Snakemoor Nature Reserve
St Mary's Centre
By Andrew Gordon - 3rd December 2019 9:00am
Saturday evening, 30th November brought us an exhilarating launch of the Christmas musical season with the winter concert of the Witchert Chorale. Director David Quinn, as ever, had put together a fascinating programme combining the spiritual and the secular, the entertaining and the inspiring, and the familiar with the fetched from far.
The theme of the concert was 'A new beginning'. Was this the start of the new Christian year in St Mary's, the concert's venue? Or was it perhaps the concert's glorious opening number — Purcell's 'I was Glad' — celebrating the coming together of disaffected parties at the coronation of James II (a rejoicing all too brief in that short reign)?
The dimension of David Quinn's search for musical treasure was revealed in the next number, a recent setting by the Norwegian Ola Gjeilo of a chant by the 12th century nun Hildegard of Bingen, 'Ave generosa'. The plainsong based chant in praise of the inviolate virgin, passing back and forth among the women of the Chorale, was strangely affecting in these impure times.

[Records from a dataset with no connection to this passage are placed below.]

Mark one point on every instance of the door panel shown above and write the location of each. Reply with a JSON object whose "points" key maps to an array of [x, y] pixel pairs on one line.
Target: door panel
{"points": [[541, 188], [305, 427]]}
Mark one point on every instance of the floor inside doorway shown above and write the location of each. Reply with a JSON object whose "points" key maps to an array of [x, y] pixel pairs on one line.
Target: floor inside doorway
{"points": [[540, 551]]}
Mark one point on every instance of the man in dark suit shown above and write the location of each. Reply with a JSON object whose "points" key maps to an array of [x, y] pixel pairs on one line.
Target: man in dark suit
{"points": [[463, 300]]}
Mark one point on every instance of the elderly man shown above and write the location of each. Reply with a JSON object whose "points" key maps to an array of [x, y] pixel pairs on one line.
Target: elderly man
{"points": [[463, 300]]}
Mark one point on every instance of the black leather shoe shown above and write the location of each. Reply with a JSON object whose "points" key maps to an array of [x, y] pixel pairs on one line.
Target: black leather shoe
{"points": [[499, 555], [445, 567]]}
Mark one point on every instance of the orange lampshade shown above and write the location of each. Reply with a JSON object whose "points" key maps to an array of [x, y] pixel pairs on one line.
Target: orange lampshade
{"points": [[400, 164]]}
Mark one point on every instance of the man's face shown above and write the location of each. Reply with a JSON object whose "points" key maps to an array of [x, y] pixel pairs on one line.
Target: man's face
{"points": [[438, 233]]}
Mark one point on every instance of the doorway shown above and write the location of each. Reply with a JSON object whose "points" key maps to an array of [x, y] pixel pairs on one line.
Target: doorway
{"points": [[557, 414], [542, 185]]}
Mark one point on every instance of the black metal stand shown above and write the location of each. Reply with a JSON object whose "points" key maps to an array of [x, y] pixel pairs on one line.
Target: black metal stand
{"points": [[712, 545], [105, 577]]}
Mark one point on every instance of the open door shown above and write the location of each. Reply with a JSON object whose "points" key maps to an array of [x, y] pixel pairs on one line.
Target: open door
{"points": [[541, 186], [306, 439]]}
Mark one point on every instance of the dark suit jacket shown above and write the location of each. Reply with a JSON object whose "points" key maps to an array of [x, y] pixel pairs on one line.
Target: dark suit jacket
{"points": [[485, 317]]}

The highlight of the evening was perhaps the remarkable performance at the piano of A level student Jason Kessler of the last, and by far the most difficult, movement of Beethoven's Moonlight Sonata. One marvelled at the professional control of all the dynamic elements in the movement's cascade of sound. But the chief pleasure was to share in the turbulent flood of emotion of the young person discovering Beethoven. The youthful passion will have raised the heartbeat of many an older listener. Both Jason's parents were among the singers — a proud moment for the family.
Top technical challenge for the singers was Bach's 'Singet den Herrn' (Sing to the Lord a new song). The Witchert has sung this before and the complex motet bears many hearings, but, for foot-tapping rhythms, intricate counterpoint and punchy dialogue between two choirs, it is hard to beat. The work admirably suits the Witchert's small choir (20), clean blend of sound, highly accurate rendering and unfailing good humour.
Adding to the evening's variety was Haddenham's favourite storyteller, Andy Hardy, extracting every last ounce of drama from the original (1822) Santa story, 'Twas the night before Christmas. Nor was the audience entirely passive, giving spirited renderings of Sleepers Awake! and O Come Emanuel. Finally, after a surprise encore of Nessun Dorma from the choir, one left exhilarated into the frosty night air all but ready to shout 'Vincerò!'
Proceeds from the concert will go to the Friends of St Mary's and to the Haddenham Village Society, which provided front of house and much appreciated hospitality.